Aley United Methodist Church and its pastor the Rev. Eston Williams have long extended welcome to all people, including the Cedar Creek Lake's sizable LGBT community.
In July the congregation took it a step further by voting to go against the Methodist doctrine by approving marriages between same-sex couples and allowing them to be performed in the church.
Of the 87 members, 69 voted to allow the marriages in the sanctuary, eight sought to prohibit them in the church but recognize such marriages performed elsewhere and two members were undecided, according to a report in the Athens Daily Review.
Williams, whose wife and children have lived in the Cedar Creek Lake area 30 years, said the church's congreation risked being charged with breaking church law and tried for the offense.
Williams said that if the North Texas Conference of the Methodist Church took such action and dismissed him and other clergy, he would start a new congregation independent of the United Methodist Church.

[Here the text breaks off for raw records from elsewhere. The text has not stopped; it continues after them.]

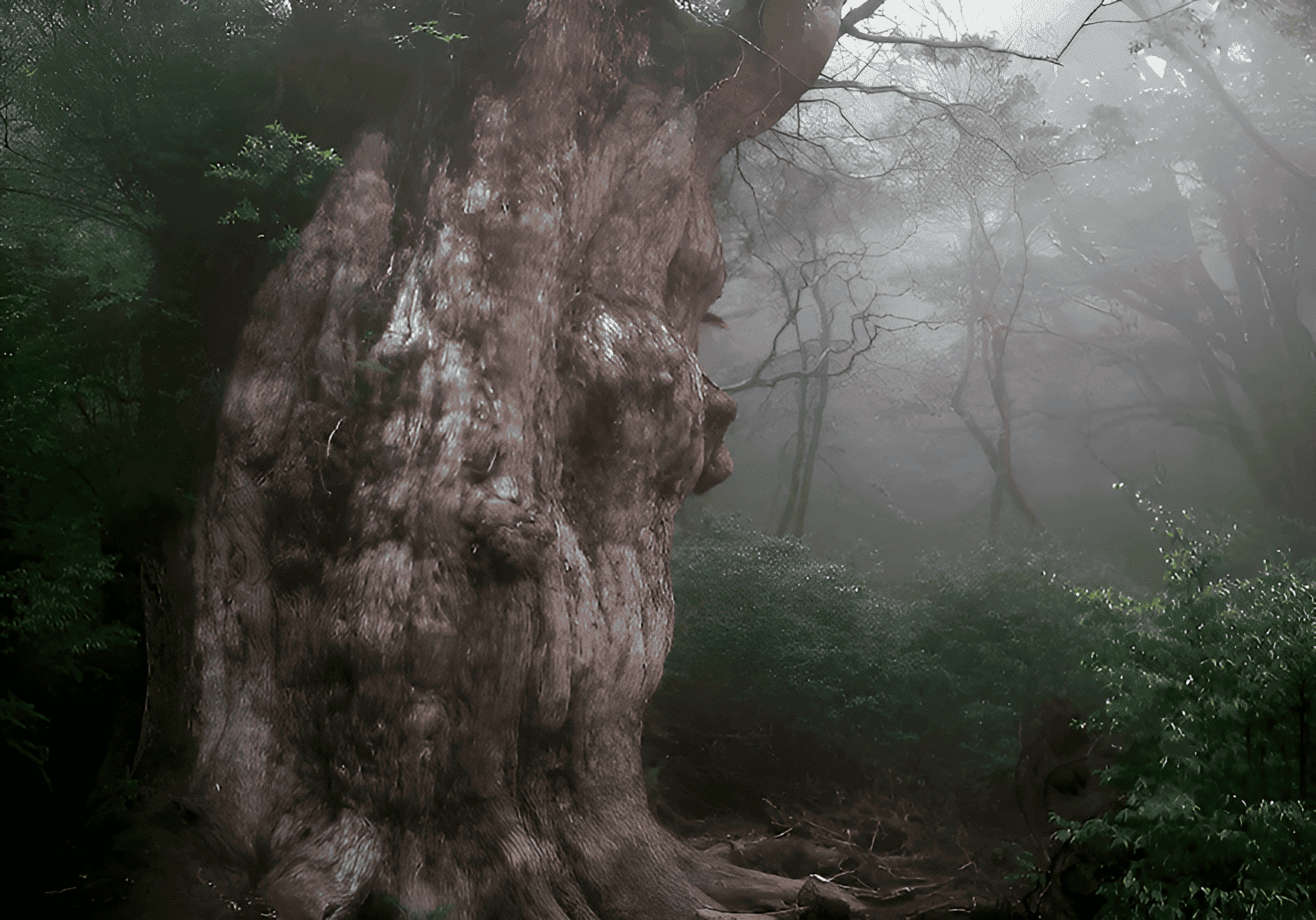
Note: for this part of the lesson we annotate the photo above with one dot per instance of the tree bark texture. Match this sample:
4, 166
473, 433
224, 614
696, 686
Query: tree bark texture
429, 590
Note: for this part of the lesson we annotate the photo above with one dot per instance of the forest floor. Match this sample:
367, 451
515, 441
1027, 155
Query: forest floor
897, 847
901, 860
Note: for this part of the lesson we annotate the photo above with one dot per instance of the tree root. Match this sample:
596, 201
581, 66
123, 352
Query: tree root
748, 891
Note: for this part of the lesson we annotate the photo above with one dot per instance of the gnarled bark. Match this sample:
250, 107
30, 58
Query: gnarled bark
429, 581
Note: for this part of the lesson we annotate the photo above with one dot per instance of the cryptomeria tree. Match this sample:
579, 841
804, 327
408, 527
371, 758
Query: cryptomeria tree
405, 652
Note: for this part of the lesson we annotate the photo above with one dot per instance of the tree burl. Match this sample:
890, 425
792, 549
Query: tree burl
425, 595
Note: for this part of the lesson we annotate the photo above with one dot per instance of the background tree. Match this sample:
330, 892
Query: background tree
405, 647
1212, 239
796, 233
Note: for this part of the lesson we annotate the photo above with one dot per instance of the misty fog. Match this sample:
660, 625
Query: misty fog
1002, 206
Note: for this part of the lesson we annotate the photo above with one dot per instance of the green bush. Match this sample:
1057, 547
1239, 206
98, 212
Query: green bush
776, 652
774, 641
1212, 694
1004, 634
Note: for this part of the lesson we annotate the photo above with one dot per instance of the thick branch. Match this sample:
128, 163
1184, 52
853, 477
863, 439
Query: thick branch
795, 41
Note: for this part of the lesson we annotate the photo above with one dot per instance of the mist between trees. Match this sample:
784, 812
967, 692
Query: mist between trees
969, 307
995, 298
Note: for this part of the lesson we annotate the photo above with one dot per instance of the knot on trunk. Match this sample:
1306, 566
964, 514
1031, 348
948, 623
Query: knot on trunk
507, 540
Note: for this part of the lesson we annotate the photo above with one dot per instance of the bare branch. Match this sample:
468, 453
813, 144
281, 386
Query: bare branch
949, 45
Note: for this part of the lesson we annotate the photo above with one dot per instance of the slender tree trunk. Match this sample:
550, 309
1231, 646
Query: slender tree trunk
816, 430
1006, 470
428, 592
802, 437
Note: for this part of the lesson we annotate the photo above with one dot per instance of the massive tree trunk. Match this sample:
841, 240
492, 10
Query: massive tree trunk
429, 594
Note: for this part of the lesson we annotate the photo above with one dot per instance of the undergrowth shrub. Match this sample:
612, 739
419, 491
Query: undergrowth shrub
783, 665
1003, 634
1212, 691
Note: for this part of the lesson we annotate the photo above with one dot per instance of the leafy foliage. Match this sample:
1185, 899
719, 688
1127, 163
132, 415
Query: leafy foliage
283, 171
1214, 695
774, 647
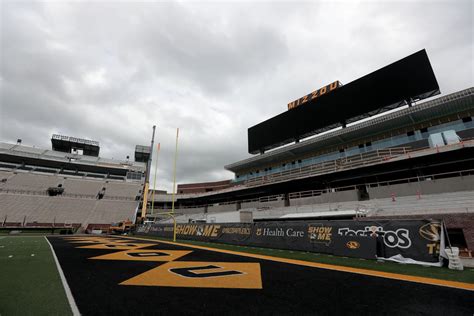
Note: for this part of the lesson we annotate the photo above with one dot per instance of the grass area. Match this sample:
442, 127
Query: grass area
30, 283
443, 273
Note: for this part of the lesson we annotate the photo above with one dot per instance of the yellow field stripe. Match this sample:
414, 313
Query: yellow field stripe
387, 275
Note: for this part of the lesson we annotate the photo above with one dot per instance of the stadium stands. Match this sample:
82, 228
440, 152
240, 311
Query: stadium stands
26, 174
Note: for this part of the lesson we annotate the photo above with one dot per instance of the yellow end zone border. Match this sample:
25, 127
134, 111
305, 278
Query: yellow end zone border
380, 274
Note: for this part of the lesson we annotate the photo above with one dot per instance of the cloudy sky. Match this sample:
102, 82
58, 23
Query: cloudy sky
110, 70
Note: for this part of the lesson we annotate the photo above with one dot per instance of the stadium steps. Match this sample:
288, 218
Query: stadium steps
456, 202
46, 209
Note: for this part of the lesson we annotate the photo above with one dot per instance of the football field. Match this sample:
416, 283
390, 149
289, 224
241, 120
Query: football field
113, 275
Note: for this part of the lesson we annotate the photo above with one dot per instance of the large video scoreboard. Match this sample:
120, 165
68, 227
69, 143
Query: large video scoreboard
409, 79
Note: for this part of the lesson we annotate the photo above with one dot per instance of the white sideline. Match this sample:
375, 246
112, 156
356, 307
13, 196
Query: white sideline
70, 298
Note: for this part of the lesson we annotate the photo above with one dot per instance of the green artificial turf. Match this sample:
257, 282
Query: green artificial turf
29, 280
442, 273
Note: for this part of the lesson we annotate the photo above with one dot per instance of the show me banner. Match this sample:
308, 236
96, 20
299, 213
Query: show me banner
415, 239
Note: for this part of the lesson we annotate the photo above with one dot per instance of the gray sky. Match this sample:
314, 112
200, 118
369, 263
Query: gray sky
109, 71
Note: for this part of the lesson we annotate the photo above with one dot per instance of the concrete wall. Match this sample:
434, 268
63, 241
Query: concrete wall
464, 221
465, 183
277, 203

"At the end of the day, I'd rather be excluded for who I include than included for who I exclude," Williams told the Athens newspaper.
Williams and other clergy taking such action regarding same-sex marriages is asking the General Conference of the Methodist Church not to try any pastor who conducts same-sex marriages and to not penalize any church allowing a same-sex marriage.
Northaven United Methodist Church in Dallas also voted to perform same-sex marriages.
Prominent members of Aley United Methodist Church include Gun Barrel City Mayor Jim Braswell and retired Judge Ron Chapman.
Cedar Creek Lake also has a predominantly LGBT church in the Payne Springs area known as Celebration on the Lake Church.